ID Naming Conventions

  • Genes: gene-{locus_tag} (e.g., gene-Dmel_CG17636)
  • mRNAs: rna-{accession} (e.g., rna-NM_001103384.3)
  • Exons: exon-{transcript_id}-{number} (e.g., exon-NM_001103384.3-1)
  • CDS: cds-{protein_id} (e.g., cds-NP_001096854.1)
  • miRNAs: rna-gnl|FlyBase|{transcript_id} (e.g., rna-gnl|FlyBase|CR43552-RA)
  • snoRNAs: rna-{accession} (e.g., rna-NR_003724.1)
  • tRNAs: rna-{locus_tag} (e.g., rna-Dmel_CR32493)
  • rRNAs: rna-gnl|FlyBase|{transcript_id} (e.g., rna-gnl|FlyBase|CR45853-RA)
  • snRNAs: rna-{accession} (e.g., rna-NR_002129.1)
  • SRP_RNAs: rna-{accession} (e.g., rna-NR_037753.2)
  • RNase_P_RNAs: rna-{accession} (e.g., rna-NR_002092.1)
  • RNase_MRP_RNAs: rna-{accession} (e.g., rna-NR_002501.2)

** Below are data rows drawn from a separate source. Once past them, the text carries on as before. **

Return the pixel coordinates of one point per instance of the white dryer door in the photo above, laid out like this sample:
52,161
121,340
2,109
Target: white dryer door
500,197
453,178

  • Pseudogene exons: id-{locus_tag}-{number} (e.g., id-Dmel_CR18275-1)
  • tRNA exons: exon-{locus_tag}-{number} (e.g., exon-Dmel_CR32493-1)

This schema represents the hierarchical organization of genomic features in the Drosophila melanogaster genome annotation.